They Wanted to Buy. Your Checkout Stopped Them.

A customer lands on your Shopify store. They browse. They find a product they like. They add it to cart. They click "Checkout."

And then they leave.

This is not hypothetical. Across ecommerce, 70% of shoppers who start checkout never finish it. And the reasons are not mysterious — they are predictable, specific, and fixable.

We have written about the broader reasons shoppers abandon ecommerce stores. That covers the full funnel — from landing page to purchase. This article goes deeper on the final stage: the Shopify checkout itself. These are five friction points specific to Shopify stores, with fixes that use Shopify's native tools, Checkout Extensibility, and Shop Pay.

Every one of these costs you real money every day your store is live. Here is how to fix them.

1. Surprise Costs at Checkout

The problem: A customer sees a product at RM99. They add it to cart.

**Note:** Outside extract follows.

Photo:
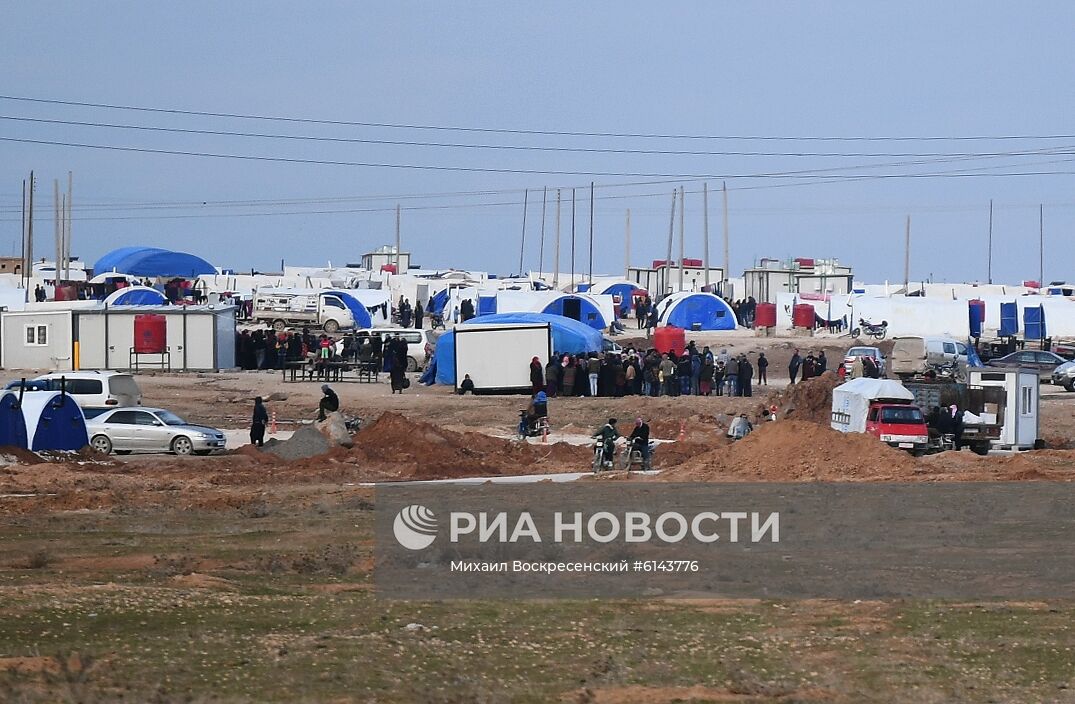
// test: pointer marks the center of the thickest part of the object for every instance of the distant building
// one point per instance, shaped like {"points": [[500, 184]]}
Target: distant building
{"points": [[805, 276], [663, 278], [386, 256]]}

At checkout, the total jumps to RM119 — shipping, taxes, or handling fees appeared out of nowhere. That RM20 surprise triggers an immediate emotional response: betrayal. Even if the total is still reasonable, the gap between expectation and reality kills the sale.

This is the single biggest cause of checkout abandonment, not just on Shopify — across all ecommerce. The Baymard Institute has tracked this consistently: unexpected costs at checkout are the #1 reason shoppers abandon their cart.

Why it happens on Shopify: By default, Shopify calculates shipping at checkout, not on the product page or cart page. Unless you configure it otherwise, your customer sees the product price, adds to cart, and then gets surprised by shipping costs at the final step.

The fix:

  • Show shipping costs early. Display shipping information on the product page itself. Even a simple line — "Free shipping over RM150 | Standard shipping RM8" — eliminates the surprise entirely.
  • Use Shopify's free shipping threshold. Set a free shipping minimum that is 20–30% above your current average order value. If your AOV is RM80, set free shipping at RM100. Customers will add items to qualify, and you eliminate cost shock for your best customers.
  • Display tax-inclusive pricing. In Malaysia and Singapore, display prices inclusive of SST/GST. Configure this in Shopify Settings > Taxes and duties. Showing tax-inclusive prices on the product page means the checkout total matches expectations.
  • Eliminate handling fees. If you are adding a handling fee, stop. Roll it into the product price. A RM3 handling fee on a RM99 product is not revenue — it is conversion friction.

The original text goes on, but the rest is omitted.